Download the following project file to get started: Fractals.zip

This project file contains four Java classes:

FractalMaker1.java - a class that creates a Java applet to display the Sierpinski Carpet to a given order.
FractalPanel1.java - a class that creates a drawing panel that contains the Sierpinski Carpet, drawn recursively.
FractalMaker2.java - a class that creates a Java applet to display the Sierpinski Triangle to a given order.
FractalPanel2.java - a class that creates a drawing panel that contains the Sierpinski Triangle, drawn recursively.

The order of a fractal is the number of repetive layers the fractal has.

The code to create the applet is given for you. You need to complete the drawFractal methods in the FractalPanel1 and FractalPanel2 classes. Your implementation MUST be recursive for full credit.

Basics of Drawing
Each fractal panel has a field named page which is a reference to the drawing panel that you can draw on to create your fractal. The panel is 400 pixels X 400 pixels. The origin (0,0) is at the TOP LEFT corner of the drawing panel. The x coordinate increases as you go from left to right. The y coordinate increases as you go from TOP to BOTTOM.
To draw a line, you call the drawLine method as follows:
page.drawLine(x1, y1, x2, y2)
In the method call above, x1 and y1 are the x and y coordinates of one end of the line, and x2 and y2 are the x and y coordinates of the other end of the line. These values are all expressed in pixels.
To draw a filled-in rectangle, you call the fillRect method as follows:
page.fillRect(x, y, width, height)
In the method call above, x and y are the coordinates of the TOP LEFT corner of the rectangle (in pixels), and width and height give the size of the rectangle in pixels.

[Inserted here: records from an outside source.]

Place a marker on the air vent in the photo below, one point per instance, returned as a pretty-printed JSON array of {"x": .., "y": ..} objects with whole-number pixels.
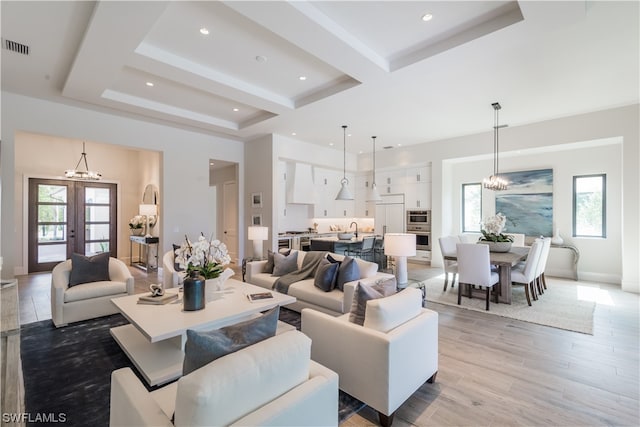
[{"x": 16, "y": 47}]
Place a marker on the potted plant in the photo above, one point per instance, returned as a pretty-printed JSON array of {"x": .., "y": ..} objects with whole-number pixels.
[
  {"x": 492, "y": 228},
  {"x": 136, "y": 225}
]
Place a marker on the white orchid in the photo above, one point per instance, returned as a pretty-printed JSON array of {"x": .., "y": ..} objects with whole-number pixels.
[
  {"x": 208, "y": 257},
  {"x": 492, "y": 228},
  {"x": 136, "y": 222}
]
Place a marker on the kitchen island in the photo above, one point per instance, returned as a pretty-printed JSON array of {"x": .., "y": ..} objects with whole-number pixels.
[{"x": 335, "y": 245}]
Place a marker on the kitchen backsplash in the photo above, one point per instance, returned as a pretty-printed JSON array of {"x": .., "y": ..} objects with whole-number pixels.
[{"x": 325, "y": 224}]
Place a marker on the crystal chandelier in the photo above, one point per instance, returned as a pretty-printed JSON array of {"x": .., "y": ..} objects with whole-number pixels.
[
  {"x": 83, "y": 175},
  {"x": 495, "y": 182}
]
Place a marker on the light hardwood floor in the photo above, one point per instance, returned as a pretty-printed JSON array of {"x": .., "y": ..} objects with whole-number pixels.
[{"x": 495, "y": 371}]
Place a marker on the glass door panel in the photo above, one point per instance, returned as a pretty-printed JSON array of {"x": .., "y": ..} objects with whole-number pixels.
[{"x": 69, "y": 216}]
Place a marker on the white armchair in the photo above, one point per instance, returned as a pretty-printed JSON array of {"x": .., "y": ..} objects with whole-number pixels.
[
  {"x": 382, "y": 369},
  {"x": 88, "y": 300},
  {"x": 271, "y": 383}
]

In each application, each time the user clicks the Increase or Decrease button, the order of the fractal increases or decreases (as long as it does not go out of range), and the fractal is redrawn. This is performed by the paintComponent method which calls the drawFractal method that you must complete in both examples. Remember that your drawFractal method must be recursive.

Here are examples of the applet output for each fractal for orders 1, 2 and 3. In the pictures below, the black region is the drawing panel (400 X 400) where the origin (0,0) is at the top level of the black box.

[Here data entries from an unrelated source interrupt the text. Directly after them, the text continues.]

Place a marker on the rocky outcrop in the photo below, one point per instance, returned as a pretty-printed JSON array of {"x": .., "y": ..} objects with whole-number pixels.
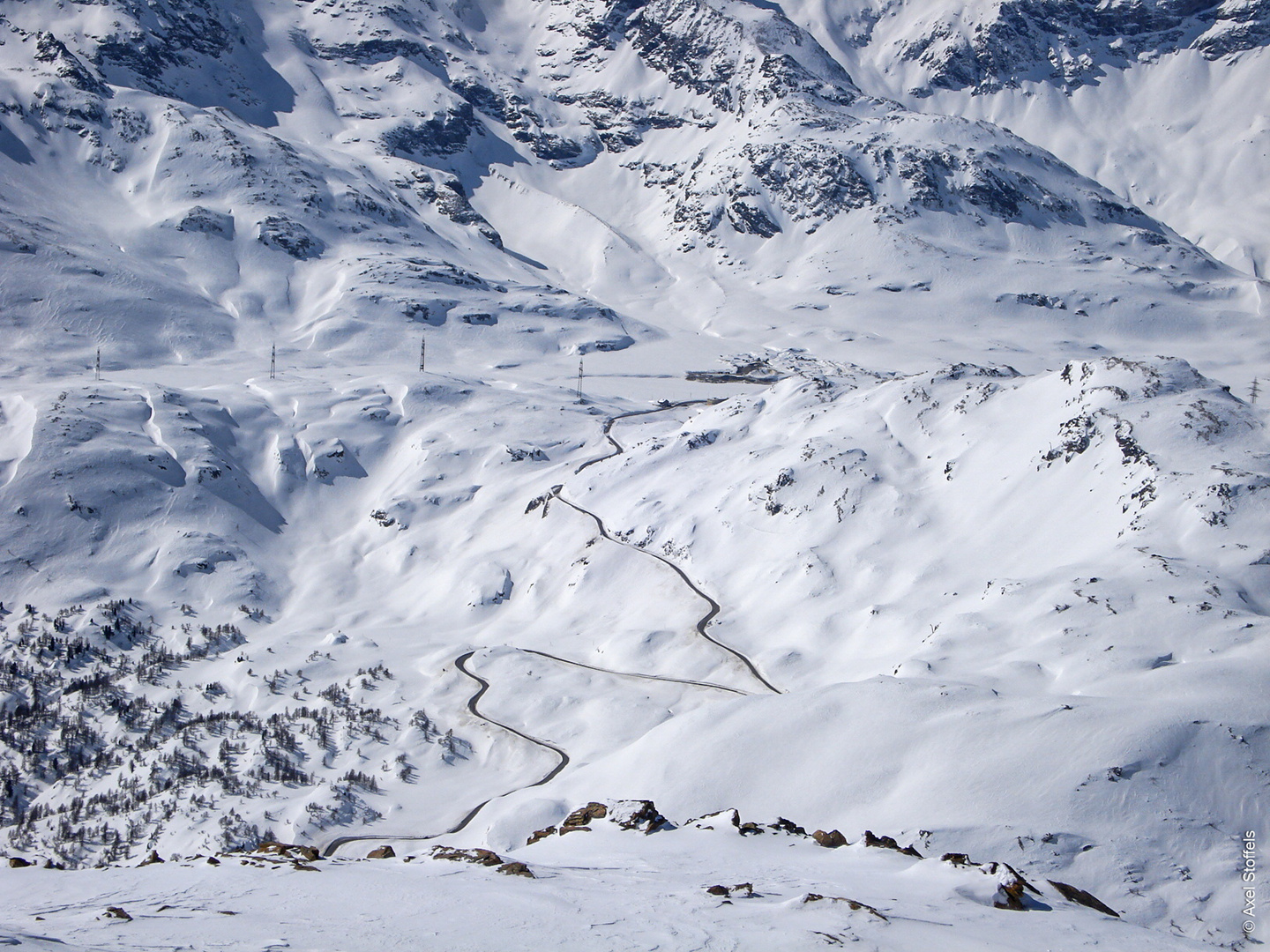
[
  {"x": 288, "y": 851},
  {"x": 1081, "y": 897},
  {"x": 850, "y": 903},
  {"x": 831, "y": 841},
  {"x": 291, "y": 236},
  {"x": 482, "y": 857},
  {"x": 889, "y": 843}
]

Sierpinski Carpets of order 1, 2 and 3 (left to right)

Sierpinski Triangles of order 1, 2 and 3 (left to right)

For the Sierpinski Carpet, the initial call to drawFractal has parameters consisting of the top left coordinates of the initial square at (50,50) and the width and height of the square being 300 pixels each. For the Sierpinski Triangle, the initial call to drawFractal has parameters consisting of the coordinates of the initial triangular area with a top corner at (200, 50), left corner at (50, 350) and right corner at (350, 350).

Additional Requirements

The fractal makers both specify extends JApplet and implements ActionListener. In a plain ASCII text file, explain what each of these code phrases mean specifically in the context of this application. If the class extends JApplet, what does this allow the programmer to do? Give an example in the code where this is illustrated. If the class implements ActionListener, what must the programmer do? Give an example in the code where this is illustrated.

Documentation & Style

Be sure to document all of the code that you write to explain what you are doing. Use appropriate Java style (indentation, variable names, etc.) to make your code as readable as possible.

Hand-In Instructions & Late Submissions

Your submitted zip file should include the complete Java program and your text file with the explanation of extends JApplet and implements ActionListener as used in this application.

See the course website for instructions on how to hand in your program and the policy for late submissions.